E fare musica con amore, come Lei vive, può davvero contribuire alla costruzione della pace nel mondo? O stiamo parlando di cose troppo grandi…? “Cerco di fare musica con passione, la musica è la mia passione. Nient’altro.”
Lei è un artista internazionale: ha suonato ad ogni latitudine ed ha incontrato ascoltatori di ogni tipo. Che ne pensa del pubblico italiano? E’ un pubblico caldo? Occorre conquistarlo poco alla volta, durante il concerto, oppure entra subito in sintonia con le sue intenzioni poetiche? “Provo sempre un grandissimo piacere ad esibirmi in Italia e trovo che ci sia un pubblico che sa apprezzare; ciò rende ancora più gradevole per me ritornarci frequentemente.”
Nell’ultimo disco dei concerti mozartiani, Lei ha scritto le cadenze.
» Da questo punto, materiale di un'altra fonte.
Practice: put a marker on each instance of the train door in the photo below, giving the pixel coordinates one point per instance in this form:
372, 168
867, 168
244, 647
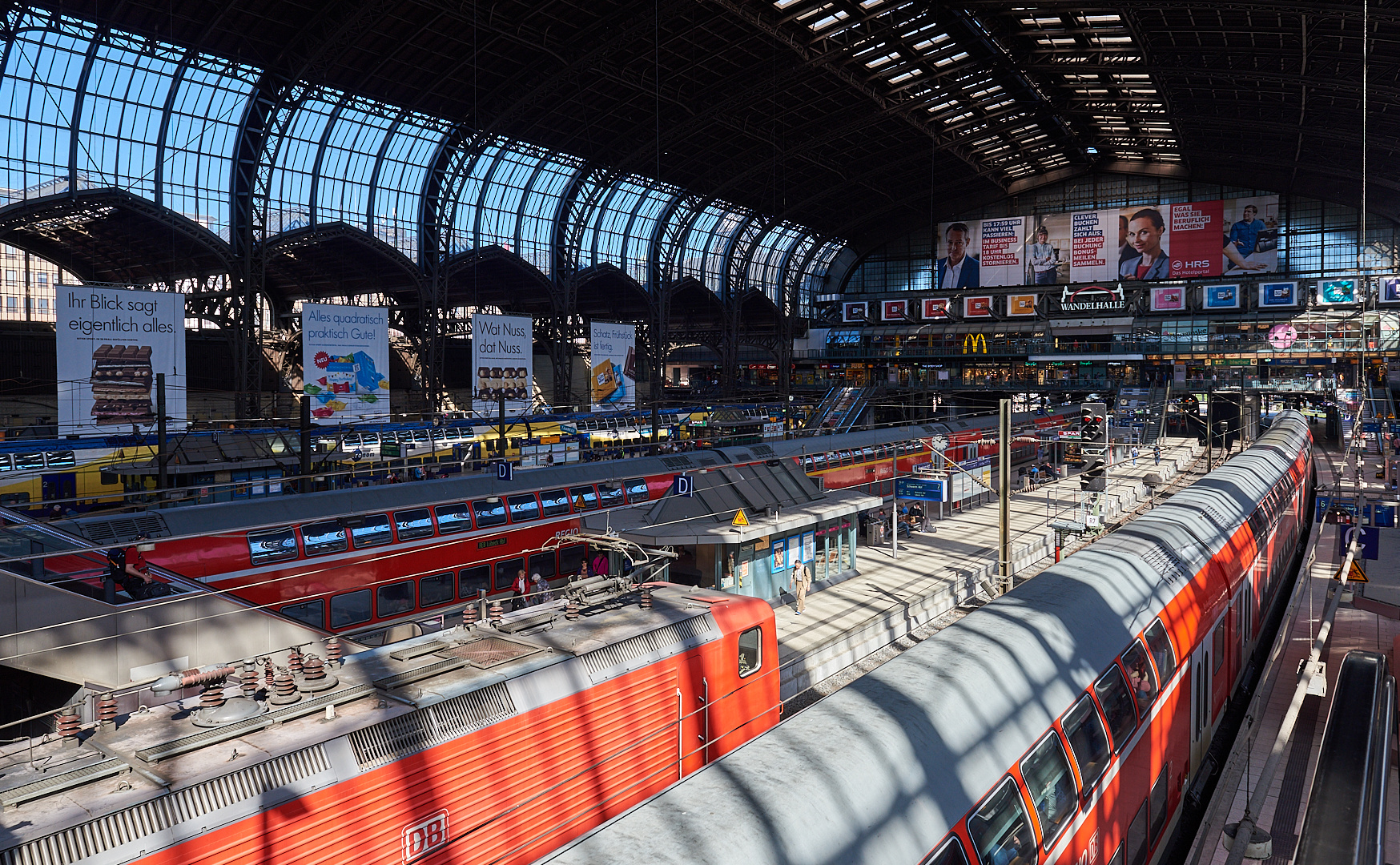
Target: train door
61, 485
1201, 666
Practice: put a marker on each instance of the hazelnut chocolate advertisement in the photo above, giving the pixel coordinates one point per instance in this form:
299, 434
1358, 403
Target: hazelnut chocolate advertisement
344, 363
501, 352
112, 346
614, 376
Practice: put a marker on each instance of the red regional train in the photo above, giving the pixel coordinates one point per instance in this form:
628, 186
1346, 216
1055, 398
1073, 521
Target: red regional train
357, 559
1063, 722
485, 745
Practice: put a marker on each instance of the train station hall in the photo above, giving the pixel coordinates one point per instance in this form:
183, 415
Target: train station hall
699, 432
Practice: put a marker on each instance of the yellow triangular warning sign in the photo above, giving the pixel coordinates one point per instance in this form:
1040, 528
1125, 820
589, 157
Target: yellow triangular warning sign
1355, 576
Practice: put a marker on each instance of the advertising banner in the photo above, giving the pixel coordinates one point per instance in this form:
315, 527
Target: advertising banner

Sono quelle che usa abitualmente durante gli spettacoli, oppure ogni volta ne improvvisa una diversa? “Attualmente ho scritto solo le cadenze dei Concerti nn. 1 e 2. Per tutti gli altri uso quelle di Joseph Joachim, sia in disco che in concerto.”
Nella cadenza del Concerto n. 2 (primo movimento) lei usa il tema di apertura a note doppie e attraversa le stesse armonie; altrove (nell’Andante) mette in evidenza le patetiche appoggiature del tema. C’è anche molta analisi, quindi, nel suo lavoro di interprete, non solo un prepotente istinto musicale? “Penso che la cadenza sia davvero uno studio analitico e che essa dovrebbe sempre essere una riflessione sul contenuto tematico, armonico, ritmico del movimento cui fa riferimento. Le cadenze sono troppo spesso equivocate come una pura esibizione di maestria tecnica.”
Al termine del concerto da Lei tenuto a Cremona, ha firmato autografi e regalato cordialità. E’ sceso dal piedestallo? Sono finiti per sempre i tempi dell’artista romantico, intoccabile, lontano, avvolto nel mistero? E’ sempre stato un uomo disponibile al rapporto con il pubblico?
“Io sono una persona socievole! Non sono mai stato capace di identificarmi col ruolo di un intoccabile mistero!”